De la Caspienne à la Mongolie, la reconstitution d’un vaste Turkestan polarisé et animé par la Chine doit désormais être envisagée. Dans une telle configuration géopolitique, le Sin-Kiang – cette « nouvelle frontière » (Xinjiang) située à la périphérie nord-ouest de la Chine –, serait appelé à jouer le rôle de plate-forme et de région motrice ; la Chine renouerait ainsi avec d’anciennes logiques géohistoriques, sa présence et son influence dans cette aire géographique relevant de la longue durée. Jusqu’au VIe siècle de notre ère, les espaces centre-asiatiques que parcourent les caravanes des « routes de la soie » – sont largement dominés par des peuples indo-européens. C’est à cette époque que des nomades Türük, issus de l’Altaï, font irruption dans l’Histoire et affirment leur domination dans une partie de l’Asie centrale. Au VIIIe siècle, les clans Türük sont divisés puis éclipsés par les Ouïghours (d’autres populations turques). Les Ouïghours sont à leur tour divisés et écartelés entre les deux puissances montantes de la région : les Arabes de Transoxiane (territoires au-delà de l’Oxus, l’actuel Amou-Daria) à l’ouest ; les Chinois à l’est, influents jusque dans les oasis du Ferghana et à Tachkent (9). Les premiers battent les seconds à Talas, en 751, et les Chinois sont contraints de se replier plus à l’est, laissant place aux Ouïghours qui fondent un empire dont le territoire correspond à la Mongolie (10). C’est bien plus tard, aux XVIIe et XVIIIe siècles, que les Chinois reviennent en force et opèrent la conquête du Turkestan oriental qu’ils nomment « Xinjiang » (francisé sous l’appellation de Sin-Kiang).

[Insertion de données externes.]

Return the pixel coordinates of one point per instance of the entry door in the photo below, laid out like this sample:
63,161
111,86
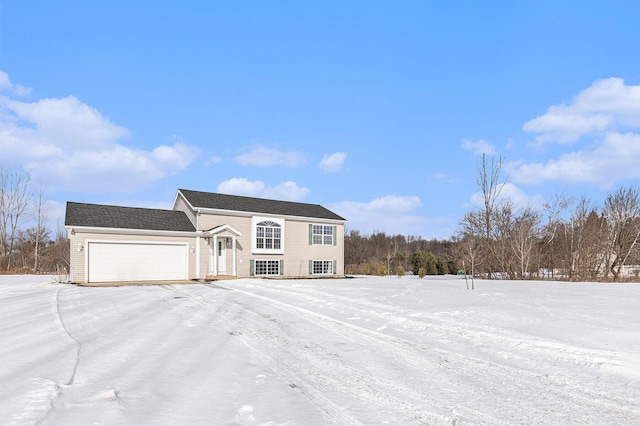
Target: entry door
222,256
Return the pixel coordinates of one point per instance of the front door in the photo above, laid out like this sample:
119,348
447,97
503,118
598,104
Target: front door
222,256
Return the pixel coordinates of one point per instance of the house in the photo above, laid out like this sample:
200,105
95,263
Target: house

Au XIXe siècle, le pouvoir impérial chinois est confronté à de fréquentes insurrections des populations turco-musulmanes (Ouïghours et autres), insurrections que les autorités russes, parties à la conquête du Turkestan occidental, exploitent ou suscitent (11). Suite à la révolution de 1911 (chute de la dynastie mandchoue), le Sin-Kiang passe sous la coupe d’un « seigneur de la guerre » local, Yang Zengxin, qui ménage à la fois Russes, Chinois et Ouïghours ; en 1924, il signe un traité de commerce avec le pouvoir bolchevik. Yang Zengxin est assassiné en 1928 et le Sin-Kiang ne tarde pas à sombrer dans le chaos des combats entre nationalistes chinois, indépendantistes ouïghours et « seigneurs de la guerre » dont certains sont soutenus par des Russes blancs réfugiés dans la région (12). C’est un ancien dirigeant nationaliste chinois, Sheng Shicai, qui l’emporte (1933), avec le soutien de l’URSS dont les dirigeants s’opposent au panislamisme. Sheng adhère au PCUS, se concilie les populations locales et mène une politique prosoviétique que le pouvoir central chinois, évanescent, ne peut guère interdire. Lorsqu’il se retire, en 1944, les indépendantistes ouïghours, avec à leur tête Saifudin, se soulèvent et proclament une république du Turkestan oriental que l’URSS soutient. L’année suivante, les dirigeants soviétiques reconnaissent pourtant la souveraineté chinoise sur le Sin-Kiang ; lorsque Mao Zedong prend le pouvoir, les chefs indépendantistes ouïghours se rallient les uns après les autres au nouveau pouvoir communiste. Ainsi la « Chine rouge » a-elle pu perpétuer la domination de l’« Empire du Milieu » sur le Turkestan oriental.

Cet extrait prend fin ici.